Section 9 Quantiles from time-to-event models
A time-to-event model is, indeed, a cumulative probability function for germination time and, therefore, we might be interested in finding the quantiles. But, what are the ‘quantiles’? It is a set of ‘cut-points’ that divide the distribution of event-times into a set of q intervals with equal probability. For example the 100-quantiles, also named as the percentiles, divide the distribution of event-times into q=100 groups. Some of these cut-off points may be particularly relevant: for example the 50-th percentile corresponds to the time required to reach 50% germination (T50) and it is regarded as a good measure of germination velocity. Other common percentiles are the T10, or the T30, which are used to express the germination velocity for the quickest seeds in the lot.
Extracting some relevant percentiles from the time-to-event curve is regarded as an important task, to sintetically describe the germination/emergence velocity of seed populations. To this aim, we have included the quantile()
method in the drcte
package, that addresses most of the peculiarities of seed germination/emergence data. In this post, we will show the usage of this function.
9.1 Peculiarities of seed science data
I know that you are looking forward to getting the quantiles for your time-to-event curve.
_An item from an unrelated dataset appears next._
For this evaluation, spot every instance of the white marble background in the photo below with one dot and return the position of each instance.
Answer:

Please, hang on for a while… we need to become aware of a couple of issues, that are specific to germination/emergence data and are not covered in literature for other types of time-to-event data (e.g., survival data).
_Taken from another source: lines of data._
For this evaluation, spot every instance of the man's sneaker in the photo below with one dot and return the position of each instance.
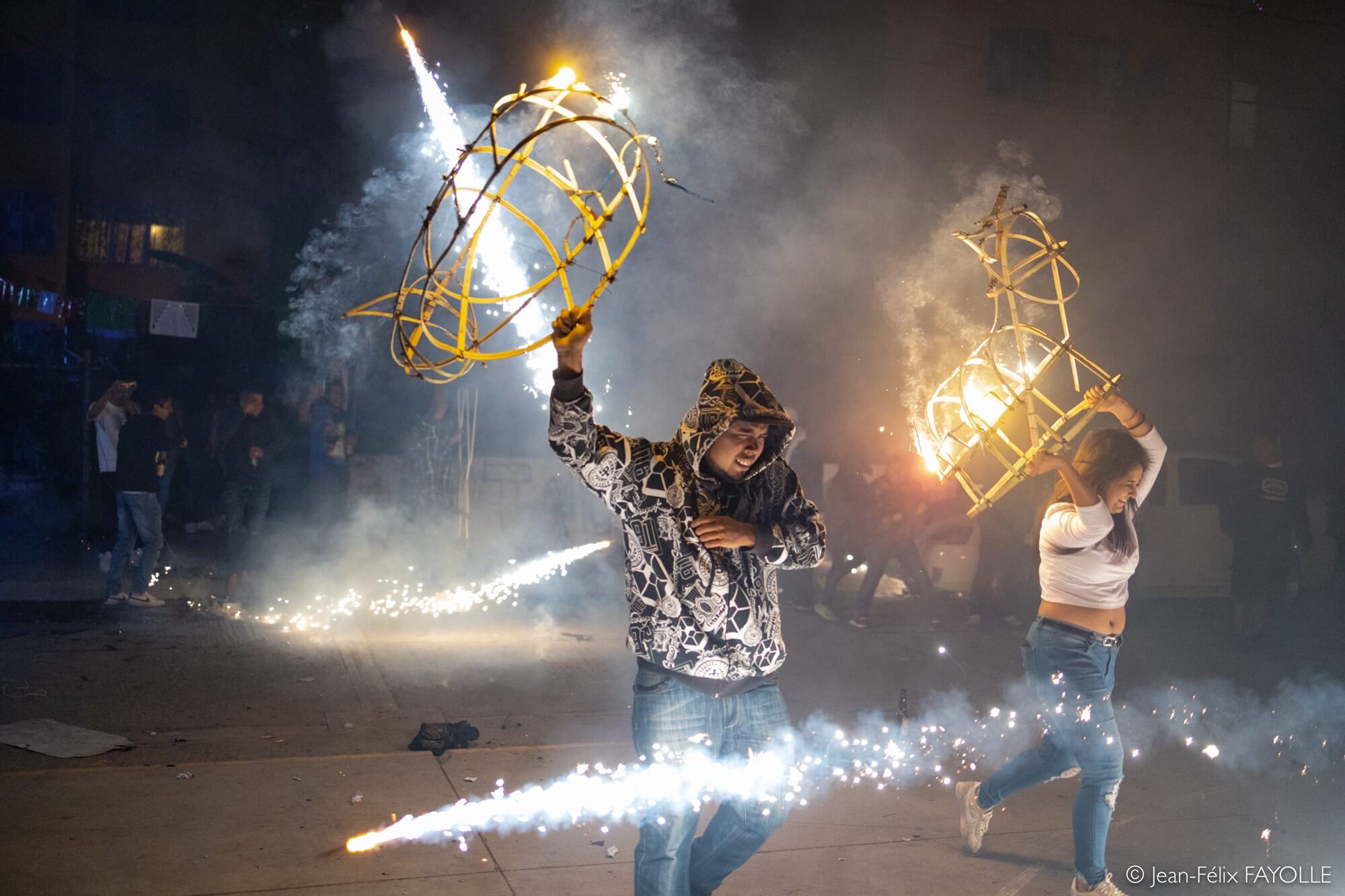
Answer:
(827, 612)
(1105, 888)
(145, 599)
(974, 819)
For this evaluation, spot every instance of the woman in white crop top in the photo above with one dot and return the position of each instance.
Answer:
(1089, 553)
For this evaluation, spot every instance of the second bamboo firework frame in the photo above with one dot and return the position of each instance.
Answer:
(972, 415)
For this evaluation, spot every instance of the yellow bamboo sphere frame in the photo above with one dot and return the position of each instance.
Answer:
(969, 413)
(440, 354)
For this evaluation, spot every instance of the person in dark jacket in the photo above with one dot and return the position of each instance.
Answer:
(1266, 517)
(248, 446)
(709, 520)
(890, 518)
(142, 446)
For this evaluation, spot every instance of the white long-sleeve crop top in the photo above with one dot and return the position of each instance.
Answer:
(1093, 576)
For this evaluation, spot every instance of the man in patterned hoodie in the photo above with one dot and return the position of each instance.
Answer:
(709, 518)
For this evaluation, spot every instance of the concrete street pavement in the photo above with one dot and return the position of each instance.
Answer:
(276, 758)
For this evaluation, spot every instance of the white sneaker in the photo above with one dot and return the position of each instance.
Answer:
(1105, 888)
(145, 599)
(974, 819)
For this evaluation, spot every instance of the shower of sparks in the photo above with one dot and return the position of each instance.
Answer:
(880, 755)
(406, 598)
(504, 275)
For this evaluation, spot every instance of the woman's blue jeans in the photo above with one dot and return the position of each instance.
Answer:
(1073, 671)
(669, 860)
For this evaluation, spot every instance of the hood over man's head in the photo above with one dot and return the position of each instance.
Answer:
(738, 427)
9.1.1 Quantiles and ‘restricted’ quantiles
Due to the presence of the ungerminated/unemerged fraction, quantiles suffer from the intrinsic ambiguity that we could calculate them either for the whole sample, or for the germinated fraction. For example, let’s think that we have a seed lot where the maximum percentage of germination is 60% and thus 40% of seeds are dormant. How do we define the 50th percentile?
In general, we should consider the whole population, including the ungerminated fraction, where the event is not observed; accordingly, the, e.g., 50th percentile (T50) should be defined as the time to 50% germination. Obviously, with such a definition the, e.g., T50 cannot be estimated when the maximum germinated fraction is lower than 50%.
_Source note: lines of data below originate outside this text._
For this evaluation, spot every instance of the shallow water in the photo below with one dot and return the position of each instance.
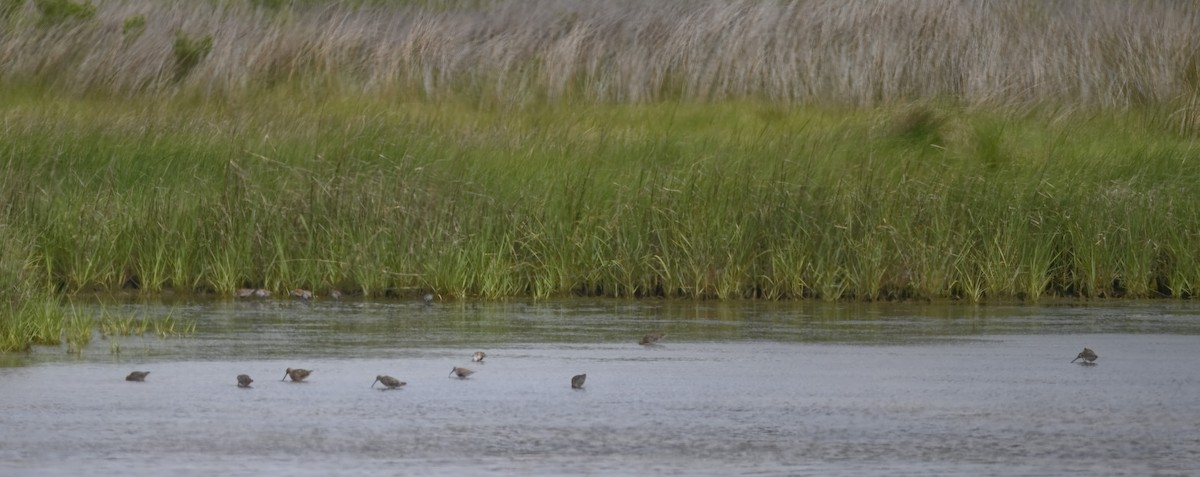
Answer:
(736, 388)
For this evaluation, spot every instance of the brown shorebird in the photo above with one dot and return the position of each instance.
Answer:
(652, 338)
(388, 381)
(295, 374)
(1087, 355)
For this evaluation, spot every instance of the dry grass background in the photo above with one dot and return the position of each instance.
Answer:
(859, 53)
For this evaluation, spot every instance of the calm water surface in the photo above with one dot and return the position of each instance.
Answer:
(736, 388)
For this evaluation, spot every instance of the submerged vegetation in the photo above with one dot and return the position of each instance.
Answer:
(678, 149)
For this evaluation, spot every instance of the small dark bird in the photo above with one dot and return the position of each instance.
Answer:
(652, 338)
(295, 374)
(301, 294)
(1087, 355)
(388, 381)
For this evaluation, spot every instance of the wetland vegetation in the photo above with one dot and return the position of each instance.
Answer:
(775, 150)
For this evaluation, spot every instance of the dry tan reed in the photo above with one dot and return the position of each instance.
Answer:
(1092, 53)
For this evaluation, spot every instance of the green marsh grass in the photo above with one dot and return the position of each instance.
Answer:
(713, 200)
(673, 149)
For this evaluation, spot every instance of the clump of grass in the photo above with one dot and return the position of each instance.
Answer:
(133, 28)
(190, 52)
(1102, 54)
(678, 200)
(9, 7)
(120, 325)
(55, 12)
(78, 330)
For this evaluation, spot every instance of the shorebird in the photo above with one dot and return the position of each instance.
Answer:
(295, 374)
(1087, 355)
(652, 338)
(301, 294)
(388, 381)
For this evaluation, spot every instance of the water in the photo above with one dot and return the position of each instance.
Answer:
(736, 388)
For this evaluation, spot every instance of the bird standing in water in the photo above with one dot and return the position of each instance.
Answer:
(652, 338)
(1087, 355)
(388, 381)
(301, 295)
(295, 374)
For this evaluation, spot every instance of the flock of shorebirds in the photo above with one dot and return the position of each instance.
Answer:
(390, 382)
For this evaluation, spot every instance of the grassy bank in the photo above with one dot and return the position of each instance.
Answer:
(677, 149)
(735, 199)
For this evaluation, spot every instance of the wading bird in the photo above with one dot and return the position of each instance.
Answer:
(301, 294)
(295, 374)
(652, 338)
(1087, 355)
(388, 381)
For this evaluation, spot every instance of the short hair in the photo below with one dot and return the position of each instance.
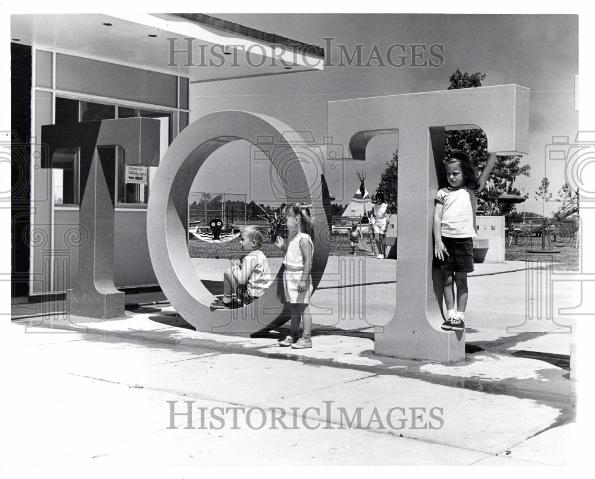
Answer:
(254, 235)
(469, 174)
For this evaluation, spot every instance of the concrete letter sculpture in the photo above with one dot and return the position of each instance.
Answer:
(166, 218)
(420, 120)
(93, 292)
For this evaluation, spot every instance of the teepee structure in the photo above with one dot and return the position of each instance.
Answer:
(360, 204)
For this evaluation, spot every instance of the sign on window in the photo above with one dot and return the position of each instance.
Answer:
(137, 174)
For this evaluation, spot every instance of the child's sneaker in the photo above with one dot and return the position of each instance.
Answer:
(288, 341)
(457, 324)
(302, 343)
(447, 325)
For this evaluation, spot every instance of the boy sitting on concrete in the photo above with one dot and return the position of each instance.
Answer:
(246, 280)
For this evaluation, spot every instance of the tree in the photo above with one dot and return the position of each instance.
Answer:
(568, 198)
(474, 143)
(460, 80)
(543, 192)
(388, 185)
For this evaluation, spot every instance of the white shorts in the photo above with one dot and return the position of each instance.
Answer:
(380, 227)
(292, 295)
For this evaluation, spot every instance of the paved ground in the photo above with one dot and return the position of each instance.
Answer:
(100, 403)
(104, 385)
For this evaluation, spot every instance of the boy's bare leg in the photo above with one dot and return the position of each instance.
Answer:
(296, 316)
(307, 321)
(230, 285)
(449, 293)
(462, 291)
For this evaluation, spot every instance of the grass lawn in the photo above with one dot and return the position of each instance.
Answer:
(566, 258)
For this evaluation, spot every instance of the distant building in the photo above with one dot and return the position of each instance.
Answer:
(73, 68)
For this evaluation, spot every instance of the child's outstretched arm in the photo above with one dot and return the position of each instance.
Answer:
(306, 250)
(439, 248)
(487, 171)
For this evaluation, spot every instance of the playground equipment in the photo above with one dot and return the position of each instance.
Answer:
(166, 216)
(420, 120)
(553, 231)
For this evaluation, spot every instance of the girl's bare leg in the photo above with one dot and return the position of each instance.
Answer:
(306, 320)
(462, 291)
(449, 294)
(296, 316)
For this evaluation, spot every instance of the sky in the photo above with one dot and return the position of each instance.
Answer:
(536, 51)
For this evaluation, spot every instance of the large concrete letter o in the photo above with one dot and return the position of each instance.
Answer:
(166, 216)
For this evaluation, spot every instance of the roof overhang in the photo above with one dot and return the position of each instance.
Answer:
(198, 46)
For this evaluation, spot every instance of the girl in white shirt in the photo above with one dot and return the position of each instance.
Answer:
(379, 213)
(454, 230)
(297, 277)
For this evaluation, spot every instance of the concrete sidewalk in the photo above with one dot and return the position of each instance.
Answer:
(505, 348)
(110, 395)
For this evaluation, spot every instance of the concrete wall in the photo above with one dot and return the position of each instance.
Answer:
(132, 265)
(54, 237)
(492, 228)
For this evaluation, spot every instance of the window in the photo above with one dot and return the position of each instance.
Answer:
(131, 182)
(97, 111)
(67, 111)
(65, 176)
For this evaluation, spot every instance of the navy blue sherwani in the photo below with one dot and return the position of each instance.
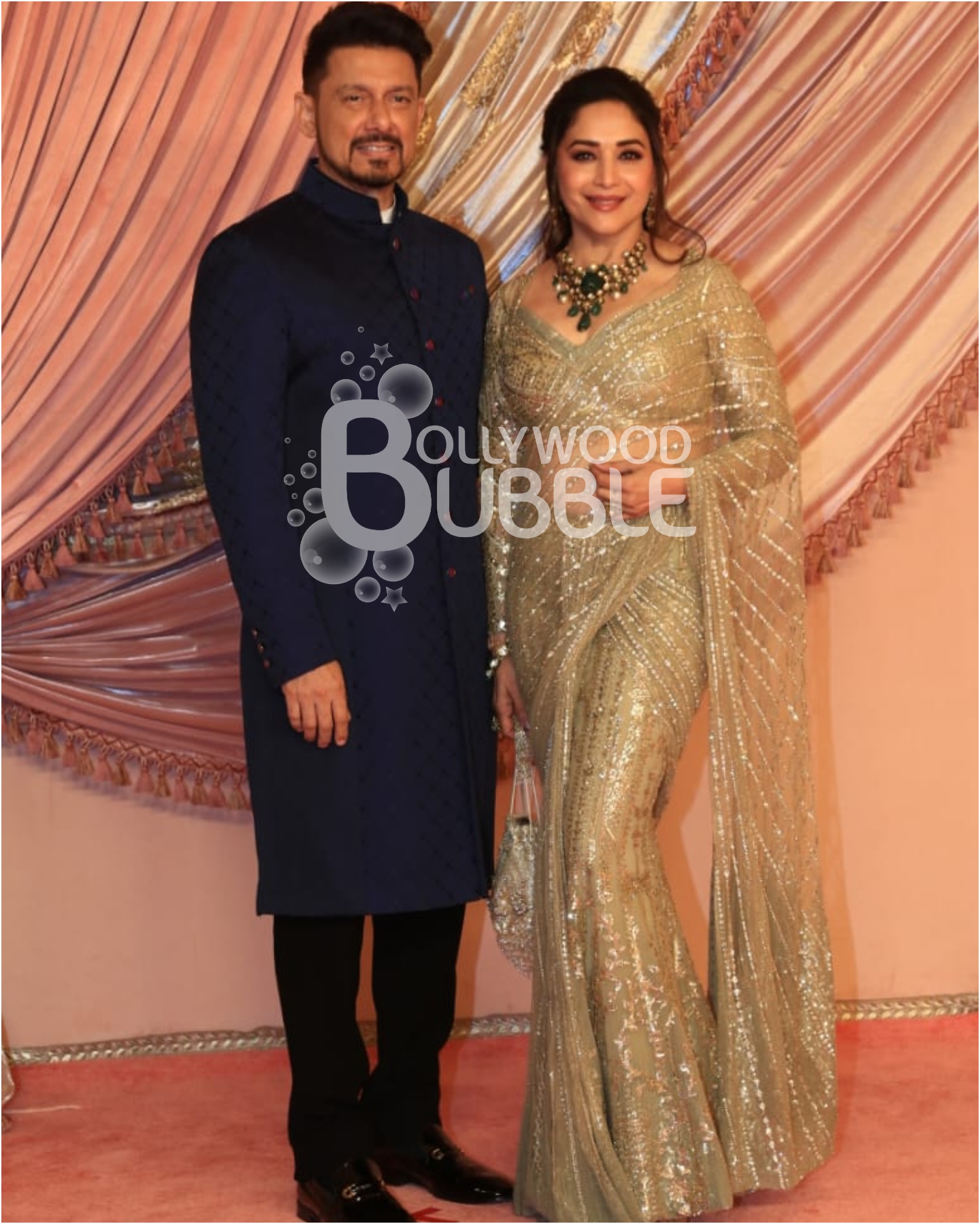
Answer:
(399, 819)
On the other hand, for certain applications, it might be ok to remove the ungerminated fraction prior to estimating the quantiles; in this case, for our example where the maximum germinated fracion is 60%, the T50 would be defined as the time to 30% germination, that is 50% of the maximum germinated fraction.
Due to such an ambiguity, we should talk about quantiles and ‘restricted’ quantiles. The graph below should help clarify such a difference.
As a general suggestion, we should never use restricted quantiles for seed germination/emergence studies, especially when the purpose is to make comparisons across treatment groups (Bradford, 2002; Keshtkar et al. 2021).
9.1.2 Germination/emergence rates
The quantiles of germination times (e.g., T10, T30 or T50) are very common measures of germination velocity, although they may be rather counterintuitive, because a high germination time implies low velocity. Another common measure of velocity is the Germination Rate, that is the inverse of germination time (e.g., GR10 = 1/T10).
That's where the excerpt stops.